Behind almost every field at which his team played (Bacon School, Veteran’s Field, Isabel’s) there was a path that led to a stream or creek. Some of these were barely running in the heat of summer, but some were almost rivers. I’d slowly soften my chant and sneak away, out of the sight or sound of the game, and into a secret world hidden behind leaves and trees and the winding half-hearted paths that led to the water.

Not unlike today, I was drawn to the water back then. The sound of it trickling or moving along, the way the light danced on its rippling surface, and the creatures that made its wet environs their home – all of it entranced me. Being landlocked in upstate New York instilled a longing that found expression in my fascination with all sorts of water bodies and tributaries.

On those summer afternoons, as the light slowly began to drain from the sky, I’d walk along the water’s edge.

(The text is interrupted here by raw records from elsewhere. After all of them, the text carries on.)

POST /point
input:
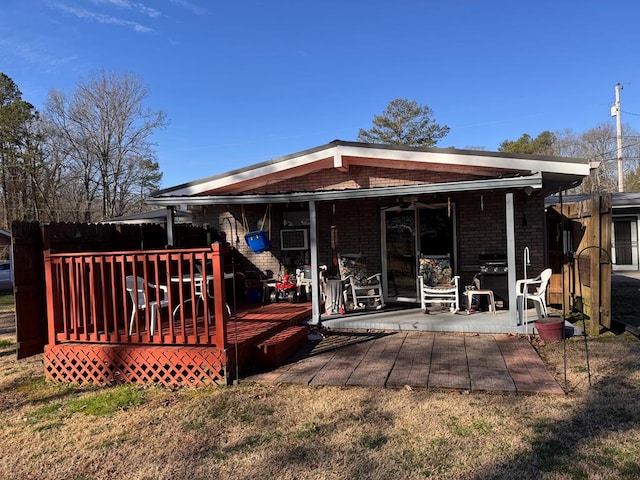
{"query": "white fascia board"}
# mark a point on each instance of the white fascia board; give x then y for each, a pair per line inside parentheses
(269, 168)
(531, 181)
(457, 158)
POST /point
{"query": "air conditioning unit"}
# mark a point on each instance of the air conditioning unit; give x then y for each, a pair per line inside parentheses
(294, 239)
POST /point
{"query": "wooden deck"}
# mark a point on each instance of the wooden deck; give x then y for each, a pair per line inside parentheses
(473, 363)
(256, 337)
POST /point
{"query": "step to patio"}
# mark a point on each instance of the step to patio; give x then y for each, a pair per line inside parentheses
(277, 349)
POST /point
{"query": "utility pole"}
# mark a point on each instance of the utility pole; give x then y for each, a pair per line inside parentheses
(615, 112)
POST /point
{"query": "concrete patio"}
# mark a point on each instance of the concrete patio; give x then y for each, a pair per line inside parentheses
(401, 319)
(466, 362)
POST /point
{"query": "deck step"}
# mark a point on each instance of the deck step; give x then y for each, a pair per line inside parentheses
(275, 350)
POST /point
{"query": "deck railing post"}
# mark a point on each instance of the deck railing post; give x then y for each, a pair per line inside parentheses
(219, 298)
(49, 295)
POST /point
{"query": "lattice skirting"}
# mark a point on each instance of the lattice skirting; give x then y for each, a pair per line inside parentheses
(106, 364)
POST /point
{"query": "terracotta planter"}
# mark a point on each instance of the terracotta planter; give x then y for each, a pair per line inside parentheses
(550, 329)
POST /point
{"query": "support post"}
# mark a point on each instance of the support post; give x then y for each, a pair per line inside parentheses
(511, 259)
(219, 298)
(315, 268)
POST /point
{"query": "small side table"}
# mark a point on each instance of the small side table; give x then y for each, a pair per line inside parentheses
(334, 301)
(488, 293)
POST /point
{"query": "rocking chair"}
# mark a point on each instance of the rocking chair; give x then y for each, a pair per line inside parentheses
(437, 285)
(364, 288)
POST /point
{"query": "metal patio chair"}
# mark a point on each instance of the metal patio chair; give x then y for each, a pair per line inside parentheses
(363, 288)
(437, 284)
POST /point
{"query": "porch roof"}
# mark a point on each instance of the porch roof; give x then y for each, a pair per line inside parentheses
(533, 182)
(490, 168)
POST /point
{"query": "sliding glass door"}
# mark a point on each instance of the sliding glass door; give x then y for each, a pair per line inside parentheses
(409, 232)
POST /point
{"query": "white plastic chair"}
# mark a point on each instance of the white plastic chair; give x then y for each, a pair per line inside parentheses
(534, 290)
(437, 284)
(137, 291)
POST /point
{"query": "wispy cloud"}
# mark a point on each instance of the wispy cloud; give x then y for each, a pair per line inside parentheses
(189, 6)
(134, 6)
(101, 18)
(32, 55)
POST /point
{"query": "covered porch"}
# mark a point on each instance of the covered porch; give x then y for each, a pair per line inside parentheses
(390, 204)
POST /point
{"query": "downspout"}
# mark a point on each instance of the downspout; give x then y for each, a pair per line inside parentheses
(171, 219)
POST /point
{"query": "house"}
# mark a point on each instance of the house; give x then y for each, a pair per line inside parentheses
(137, 303)
(391, 204)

The muffled shouts from the game faded as I listened to the gurgling brook, or the unexpected splash of some hidden animal. In the cool surroundings of the leafy forest, summer felt secret and solitude felt safe.

I’d rejoin the dusty dry game as it neared its final stretch, returning to the noise and the tumult, but quieter in my heart. Nature could tame my emotional wilderness better than any other form of exertion. Like running around bases and hitting balls.

I remembered those games as I watched my nephew make his way to first base, and my niece meander around the perimeter of the field. We are each lost in our own world, but if we’re lucky we meet up again at the end of the game.